The resulting dataset consisted of 55,655 ICU admissions (Table 3). The median number of average yearly admissions was 437 (interquartile range [IQR], 267–282) in all centers, 696 (IQR, 555–1,196) in teaching centers, and 238 (IQR, 174–325) in nonteaching centers. The average APACHE IV score was 68.5, 60.7, and 66.8, and the average APACHE IV predicted in-hospital mortality was 0.229, 0.236, and 0.203 for all, teaching, and nonteaching centers, respectively. There were six centers with more than 70% medical admissions, including three teaching and three nonteaching centers.

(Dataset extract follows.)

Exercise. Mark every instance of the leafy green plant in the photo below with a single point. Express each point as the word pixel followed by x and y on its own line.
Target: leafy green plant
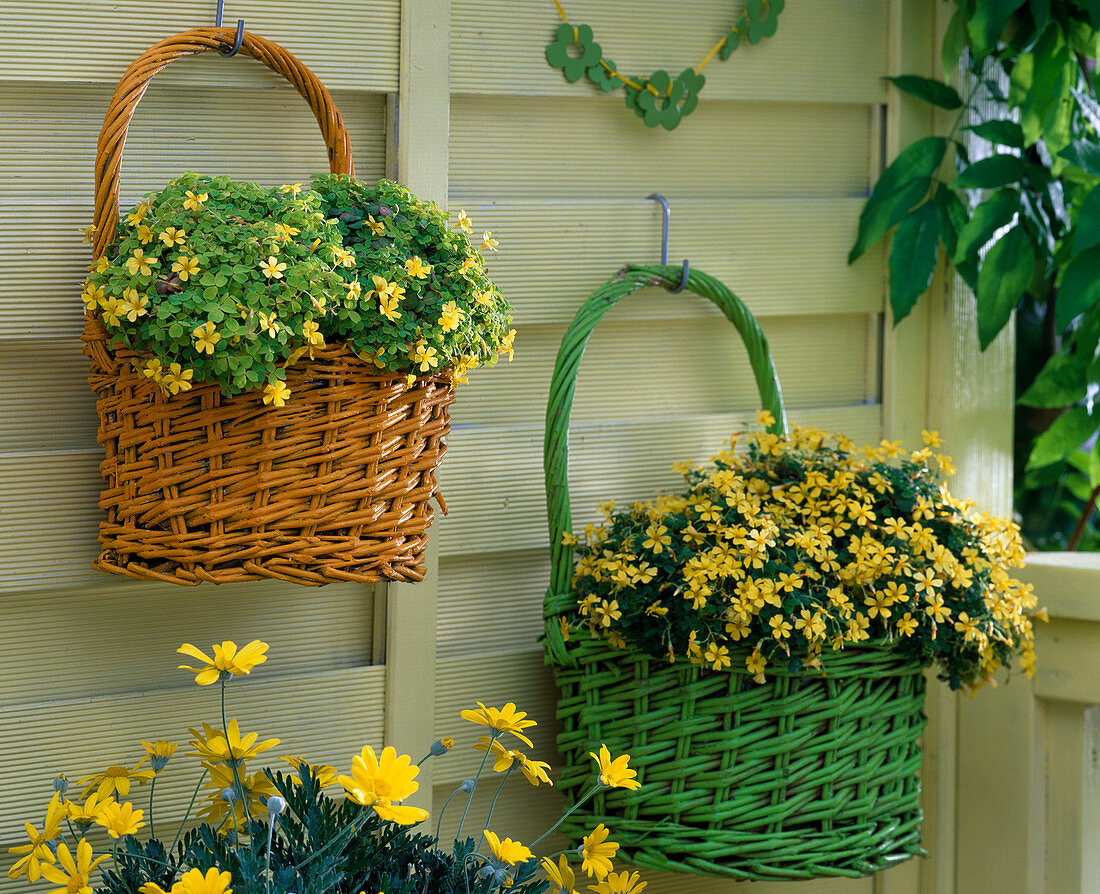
pixel 802 545
pixel 418 296
pixel 1011 196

In Supplementary Tables 2 and 3 (Supplemental Digital Content 1, http://links.lww.com/CCM/E603), we present the main results, being the performance of the different methods and scenarios in comparison with the reference scenario (scenario 0, adjustment for APACHE IV score); this is both presented as the relative bias (percentages) and as the absolute bias (on the OR scale). Negative percentages reflect ORs less than 1 and thereby bias toward a protective effect of treatment, whereas positive percentages reflect ORs greater than 1 and thereby bias toward a harmful treatment effect. Coverages are presented in Supplementary Table 4 (Supplemental Digital Content 1, http://links.lww.com/CCM/E603).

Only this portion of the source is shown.